Sonia musterte die Älteren: „Da habt ihr ja was vor."
„Eines Tages, sobald du unser Alter erreicht hast, wird der Zyklus auch auf dich zukommen," machte Viktor ihr bewusst.
„Ich habe keine Angst. Die ganze Sache hat was. Ich meine, was erlebt man im Schlaf? Ihr müsst mir unbedingt davon erzählen." Sie klang ganz aufgeregt.
Viktor lachte knurrend. „Sonia," sagte er, „Mädchen. Du hast Ideen."
„Ich bin deine Tochter." Sie drehte sich um und verließ leichtfüßig den Raum.
Amelia blickte ihr hinterher: „Sie erinnert dich an Maraya, nicht wahr?" „Mit jeder Faser ihrer Seele, jedem Wort," gab Viktor mit vor Schmerz rauer Stimme zu.
Sieben Jahre später stand sie in der Bibliothek vor ihm, die Hand schützend über ihren gewölbten Bauch gehalten. Er sah sie an, und sein Instinkt teilte ihm alles mit, was er wissen musste.
„Vater, ich muss mit dir reden."
Scharf musterte er ihren Bauch: „Du erwartest ein Kind – von ihm." Er sprach das letzte Wort voller Abscheu aus. „Du bist schwanger von einem Hund, einem Tier," sagte er. „Vater." Sonia war aufrichtig erschüttert: „Wie kommst du dazu, so etwas zu sagen?" „Lykaner sind Tiere! Sie haben uns zu dienen, nicht Kinder mit unseren Kindern zu zeugen!"
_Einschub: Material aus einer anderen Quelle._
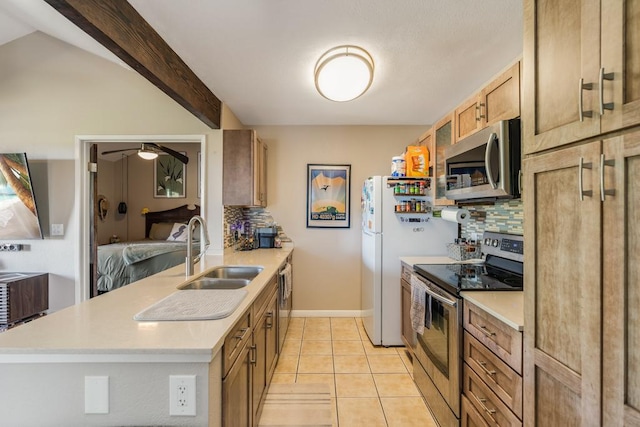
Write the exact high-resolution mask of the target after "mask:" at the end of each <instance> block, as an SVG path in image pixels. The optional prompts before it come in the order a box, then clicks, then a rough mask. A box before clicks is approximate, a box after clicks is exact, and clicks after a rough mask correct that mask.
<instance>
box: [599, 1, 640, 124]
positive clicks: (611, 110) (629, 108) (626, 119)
mask: <svg viewBox="0 0 640 427" xmlns="http://www.w3.org/2000/svg"><path fill="white" fill-rule="evenodd" d="M602 16H603V17H605V19H603V20H602V24H601V31H602V42H601V43H602V48H601V53H600V55H601V58H602V59H601V68H602V74H603V79H602V82H603V86H602V88H603V96H602V98H603V99H602V102H603V104H604V105H606V104H608V103H613V105H609V106H608V107H612V108H613V110H604V115H603V116H602V131H603V132H609V131H614V130H617V129H621V128H626V127H630V126H633V125H637V124H640V78H638V76H640V2H638V1H629V0H626V1H603V2H602ZM610 73H612V74H610ZM604 76H606V77H607V78H611V79H612V80H606V79H604Z"/></svg>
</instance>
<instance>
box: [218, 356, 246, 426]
mask: <svg viewBox="0 0 640 427" xmlns="http://www.w3.org/2000/svg"><path fill="white" fill-rule="evenodd" d="M251 353H252V352H251V349H250V346H249V345H245V346H244V347H243V348H242V350H241V351H240V353H239V355H238V358H237V359H236V361H235V364H234V365H233V366H232V367H231V369H230V370H229V373H228V374H227V376H226V377H225V378H224V379H223V380H222V425H223V426H226V427H247V426H251V425H253V407H252V406H251V371H252V369H251Z"/></svg>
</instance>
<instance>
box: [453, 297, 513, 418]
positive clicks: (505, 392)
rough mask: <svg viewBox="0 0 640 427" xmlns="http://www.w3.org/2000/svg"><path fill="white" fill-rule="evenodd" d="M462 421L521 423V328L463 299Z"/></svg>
mask: <svg viewBox="0 0 640 427" xmlns="http://www.w3.org/2000/svg"><path fill="white" fill-rule="evenodd" d="M463 320H464V334H463V335H464V336H463V346H464V352H463V354H464V356H463V360H464V363H463V368H462V393H463V400H462V425H463V426H465V425H473V426H522V425H523V423H522V375H521V374H520V373H519V372H518V371H520V370H521V367H522V363H521V362H522V332H520V331H518V330H516V329H513V328H512V327H510V326H508V325H507V324H505V323H504V322H502V321H501V320H500V319H497V318H496V317H494V316H493V315H492V314H490V313H488V312H486V311H484V310H483V309H481V308H479V307H477V306H476V305H474V304H472V303H470V302H469V301H467V300H465V301H464V306H463Z"/></svg>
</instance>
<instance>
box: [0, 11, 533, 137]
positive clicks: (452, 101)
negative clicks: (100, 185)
mask: <svg viewBox="0 0 640 427" xmlns="http://www.w3.org/2000/svg"><path fill="white" fill-rule="evenodd" d="M42 3H43V2H42V1H41V0H3V2H2V3H0V8H2V9H5V11H6V10H7V8H8V9H9V12H10V13H11V15H12V16H13V17H14V18H17V19H19V20H21V21H23V23H26V25H27V26H30V27H33V28H34V29H37V30H40V31H44V32H47V33H48V34H50V35H53V36H54V37H56V35H55V34H52V33H55V32H56V31H58V32H59V33H61V34H67V32H64V33H63V32H62V30H60V29H59V28H58V29H55V28H51V27H52V26H54V25H53V23H52V22H53V21H52V18H51V19H45V20H44V21H46V22H42V21H43V20H42V19H41V20H40V21H38V20H37V19H35V18H36V16H35V15H38V14H40V13H42V12H38V11H37V9H42ZM130 3H131V4H132V5H133V6H134V7H135V8H136V9H137V10H138V12H139V13H140V14H141V15H142V16H143V17H144V18H145V19H146V20H147V21H148V22H149V23H150V24H151V25H152V26H153V27H154V28H155V29H156V30H157V31H158V33H159V34H160V35H161V36H162V37H163V38H164V39H165V41H166V42H167V43H168V44H169V45H170V46H171V47H172V48H173V49H174V50H175V51H176V52H177V54H178V55H179V56H181V57H182V59H183V60H184V61H185V62H186V63H187V65H189V66H190V67H191V69H192V70H193V71H194V72H195V73H196V74H197V75H198V76H199V77H200V79H201V80H203V81H204V83H205V84H206V85H207V86H208V87H209V88H210V89H211V90H212V91H213V93H215V94H216V96H218V97H219V98H220V99H221V100H222V101H223V102H224V103H226V104H227V105H228V106H229V107H230V108H231V110H232V111H233V112H234V113H235V114H236V116H238V118H239V119H240V121H241V122H243V123H244V124H245V125H306V124H317V125H330V124H352V125H381V124H396V125H397V124H419V125H423V124H431V123H433V122H434V121H436V120H437V119H439V118H440V117H441V116H442V115H444V114H445V113H447V112H448V111H450V110H451V109H453V108H454V107H455V106H456V105H458V104H459V103H460V102H461V101H463V100H464V99H466V98H467V97H468V96H469V95H471V94H472V93H473V92H474V91H475V90H477V89H478V88H480V87H481V86H482V85H483V84H484V83H486V82H487V81H488V80H489V79H490V78H491V77H492V76H494V75H495V74H496V73H498V72H499V71H500V70H502V69H504V68H505V67H506V66H507V65H508V64H510V63H512V62H513V61H514V60H515V59H517V58H518V57H519V56H520V55H521V53H522V2H521V1H512V0H483V1H478V0H456V1H442V0H397V1H392V0H321V1H316V2H311V1H304V0H235V1H232V0H190V1H175V0H130ZM29 4H31V6H30V7H31V10H27V11H26V12H25V10H24V9H25V7H26V6H25V5H27V6H28V5H29ZM45 6H46V7H48V5H46V4H45ZM3 23H4V21H2V20H0V28H2V30H0V33H2V32H3V31H4V27H5V26H4V25H2V24H3ZM47 23H48V27H47V25H45V24H47ZM64 25H68V26H72V24H70V23H68V22H67V23H66V24H65V22H64V20H62V21H59V20H57V19H56V20H55V26H57V27H63V26H64ZM76 30H77V29H76ZM71 34H75V32H71ZM57 37H59V38H61V37H60V36H57ZM69 38H70V40H69ZM75 39H78V40H80V39H84V37H81V36H78V35H72V36H71V37H67V39H66V40H65V41H67V42H69V43H73V44H76V45H79V43H80V42H78V43H74V40H75ZM2 40H3V39H2V35H1V34H0V43H1V42H2ZM63 40H64V39H63ZM83 43H84V41H83ZM341 44H356V45H359V46H362V47H363V48H365V49H367V50H368V51H369V52H370V53H371V55H372V56H373V58H374V62H375V76H374V81H373V84H372V86H371V88H370V89H369V91H368V92H367V93H365V94H364V95H363V96H361V97H360V98H358V99H356V100H354V101H350V102H345V103H336V102H332V101H328V100H326V99H325V98H323V97H321V96H320V95H319V94H318V93H317V92H316V90H315V86H314V83H313V68H314V66H315V63H316V61H317V59H318V58H319V57H320V56H321V55H322V53H324V52H325V51H326V50H328V49H330V48H332V47H334V46H337V45H341ZM80 47H82V48H83V49H87V50H90V51H91V50H92V48H91V47H88V46H80ZM100 52H101V51H100V48H97V49H95V50H94V53H98V54H101V53H100ZM102 54H103V56H105V57H108V55H104V52H102Z"/></svg>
„Vater." Sonia kämpfte um Ruhe: „Du selbst hast sie gebeten, Aufgaben für uns zu übernehmen, die wir selbst nicht wahrnehmen können."
„Sie haben den Pakt gebrochen!" schrie er sie wutentbrannt an.
„Wer hat den Pakt gebrochen?" Unbemerkt war Amelia hereingetreten.
„Sie ist schwanger von diesem...diesem Lykaner!"
„Ich weiß," sagte Amelia kühl.
„Du weißt es?" Fassungslos sah Viktor seine Schwester an.
„Ich liebe ihn. Ich habe die Beziehung begonnen. Ihn trifft keine Schuld, Vater."
„Die Lykaner gehen ihren Aufgaben wie vereinbart nach, und sie machen ihre Sache gut," sagte Amelia.
„Habt ihr euch alle gegen mich verschworen?" brüllte Viktor.
„Du bist von Sinnen. Beruhige dich doch," versuchte Amelia auf ihn einzuwirken.
„Ich kann mich aber nicht beruhigen! Ich will mich nicht beruhigen!"
„Das merke ich. Und wenn du weiter so schreist, weiß es bald das ganze Haus," Marcus war hinzugetreten, und seine Äußerung ernüchterte Viktor schlagartig.
Er fühlte nichts mehr, als er anordnete: „Hol Kraven."
Marcus nickte und verschwand. Eine Ahnung drohenden Unheils erfüllte ihn. Es widerstrebte ihm, doch solange die neue Herrschaftsordnung noch nicht in Kraft getreten war, hatte er Viktor als dem Ältesten zu gehorchen. Kurze Zeit später stand Kraven auf der Schwelle.
„Kraven, leg sie in Ketten und ihren hündischen Freund. Bei Sonnenlicht soll sie brennen, und er wird zusehen. Die Lykaner werden bestraft für das Vergehen ihres Rudelführers. Sie werden in Zukunft ohne Lohn für uns arbeiten, und sollten sie sich widersetzen, löscht sie aus. Den ganzen Bau, ohne Ausnahme."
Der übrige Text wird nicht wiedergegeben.